Richard explains that turning to any of the Siddhis is step two, as they remind us of our true purpose.
“The Siddhi is the levity, as gravity is the shadow.” (Richard Rudd)
When we contemplate the gravity of the shadow and the beauty and freedom of the Siddhi, the gift will naturally come into play.
Invention
Invention is creativity in action that can pull us out of gravity and towards levity.
In the I Ching it is called “The Return”, and it is about going back to the roots so we can change the pattern.
“Sow a thought, reap an action.
Sow an action, reap a habit.
Sow a habit, reap a character.
Sow a character, reap a destiny.”
(Chinese proverb)
Learning to sit and contemplate has been quite a challenge for me, as I would, surprise, surprise prefer to be doing. But I have reaped many benefits from doing so. It lets things emerge at their own pace, with no pushing, and they are far more transformational in the long term.
“Invention is not something you do; it’s something that happens and wells up from the unknown.” (Richard Rudd)

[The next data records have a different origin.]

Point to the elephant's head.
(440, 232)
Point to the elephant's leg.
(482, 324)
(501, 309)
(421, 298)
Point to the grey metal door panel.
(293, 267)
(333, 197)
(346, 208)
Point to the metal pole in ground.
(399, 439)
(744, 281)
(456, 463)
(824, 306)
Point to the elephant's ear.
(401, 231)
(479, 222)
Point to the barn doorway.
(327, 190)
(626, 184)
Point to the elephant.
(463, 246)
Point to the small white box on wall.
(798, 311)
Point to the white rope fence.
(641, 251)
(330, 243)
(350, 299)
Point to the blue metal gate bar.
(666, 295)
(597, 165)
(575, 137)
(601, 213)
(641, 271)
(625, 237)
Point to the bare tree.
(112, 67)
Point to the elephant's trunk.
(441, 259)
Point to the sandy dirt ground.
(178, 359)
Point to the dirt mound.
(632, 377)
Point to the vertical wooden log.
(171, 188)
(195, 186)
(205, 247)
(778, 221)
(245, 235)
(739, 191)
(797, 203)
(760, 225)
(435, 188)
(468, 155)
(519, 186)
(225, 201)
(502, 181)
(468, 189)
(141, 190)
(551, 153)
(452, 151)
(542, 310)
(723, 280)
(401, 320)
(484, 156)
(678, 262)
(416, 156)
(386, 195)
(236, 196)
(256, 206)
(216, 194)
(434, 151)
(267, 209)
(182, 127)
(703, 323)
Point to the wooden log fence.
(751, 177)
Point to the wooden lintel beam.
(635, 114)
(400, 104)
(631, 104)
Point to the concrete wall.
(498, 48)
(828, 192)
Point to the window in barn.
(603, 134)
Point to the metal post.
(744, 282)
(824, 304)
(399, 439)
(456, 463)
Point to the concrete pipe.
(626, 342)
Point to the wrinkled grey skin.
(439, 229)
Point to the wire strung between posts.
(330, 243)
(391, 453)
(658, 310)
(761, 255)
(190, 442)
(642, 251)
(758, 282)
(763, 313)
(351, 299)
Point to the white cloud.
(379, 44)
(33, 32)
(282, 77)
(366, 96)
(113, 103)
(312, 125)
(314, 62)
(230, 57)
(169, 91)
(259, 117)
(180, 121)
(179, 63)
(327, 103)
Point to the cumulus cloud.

Invention is a mystery. Richard suggests it is creative addiction. It comes from a Siddhi and is able to reshape your life from the inside out. But first you must be listening and willing to see the shadow for what it is.
“The human act of pondering might be an apt description for what occurs through this Gift.” (Richard Rudd)
Silence
Silence is not empty, except for digital silence, invented by humans that is numb, soundless and lifeless. True silence is alive with light and possibility. We never know what could emerge from it.
“Silence is the natural background state of all human awareness, and silence can only occur when thinking ceases entirely.” (Richard Rudd)
Silence is the one I find hardest to embrace. I still often fill it with doing, with purpose. But the moments when I have genuinely stopped and let it settle have been the ones that changed something. I am learning that silence is not absence. It is where the answer was waiting.
I know this because it happened while writing this very article.
I had most of it drafted and settled down to sleep, my mind turning over what I had written and drifting towards the Gaea Remembered series. I noticed something: when I write the books, the words simply bubble up and spill out through my fingers onto the keyboard. My mind is relatively quiet. Writing these articles is different, more of a mind exercise. Should I say this? What does Richard mean by that? And then, somewhere in that noticing, words began arriving for this section. Not thought out. Just arriving.
I was writing in bed on my iPad in airplane mode. If I don’t get the words down they just repeat on a loop and I won’t sleep.
Why does this happen in bed? There is silence. A pause. The day has stopped asking things of me.
When I sit down to write my book I pause first and drop into something close to a meditative state. Once I am in that place I can often write for an hour or more without surfacing. I am realising I need to do the same when I write these articles. The mind exercise has its place, but the words that arrive through silence are the ones worth keeping.
In Daughter of the Solstice, Monia enters a world that still knows how to be still. The tradition she is learning begins not with action but with listening. I think that is part of why I am writing it.
If you are new to the Gene Keys, here is my introduction: The Long-Locked Room: An Introduction to the Gene Keys.
What is your most honest addiction — the one you would rather not name?




Ok an honest addiction. Messing with acne and skin bumps. Leave it. Have to peel my mind away. Once separated, the addiction is gone. Like a Reverie takes over. Smack myself haha
Freedom is a great gift from beating addiction and realizing how trapped we were. It is often felt the first time someone else is engaging in the behavior (like smoking, I quit). The lightness of not Having to join in can be bodily felt on occasion. I feel that way with my attention. ADHD has its effect, but I don’t define myself by it. The way we face labels reveals addictive patterns also.